De fato a caminhada rumo ao título ainda é árdua. Serão mais treze rodadas, 39 pontos em disputa, para tentar consolidar um título inédito na história. O maior clube da Alemanha diz que quer contar com ele para a próxima temporada.

"Ele me disse que era cedo demais, que tinha que acumular mais experiência, foi isso o que eu realmente admirei nele", disse em recente entrevista coletiva diretor esportivo Max Eberl, relembrando quando tentou contratá-lo nos tempos à frente do Borussia Mönchengladbach.

"Não se pode tirar conclusões entre isso [proposta quando estava no Borussia Mönchengladbach] e o atual momento", acrescentou, deixando a possibilidade em aberto.

Na última temporada, o Borussia Dortmund tinha tudo para desbancar a longa hegemonia Bayern. Na rodada final, porém, a equipe só empatou com o Mainz em casa e viu o rival ultrapassá-lo.
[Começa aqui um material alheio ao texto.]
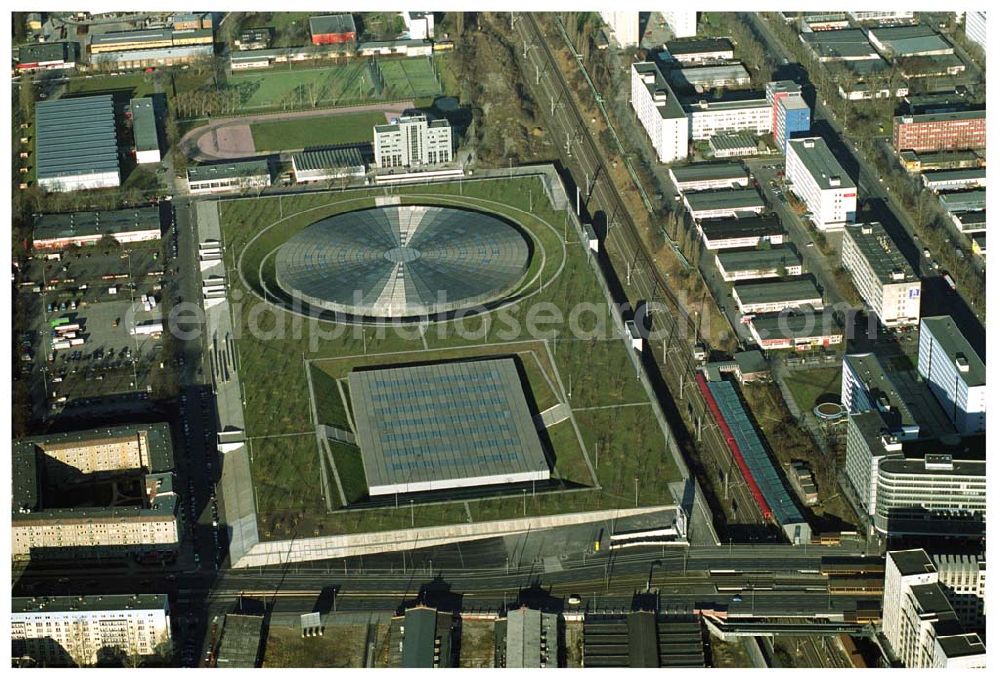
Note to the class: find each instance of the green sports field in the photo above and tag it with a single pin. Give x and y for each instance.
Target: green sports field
(345, 128)
(289, 368)
(283, 88)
O Bayer tem expectativas mais controladas. Além de nunca ter levantado uma taça desse porte, o time ainda tenta melhorar a estrutura ?treina em um dos três campos anexos a BayArena.

Multicampeão como jogador pelo Real Madrid e pela seleção espanhola, ele espera seguir surpreendendo para, quem sabe, sair da condição de promessa para realidade no mercado.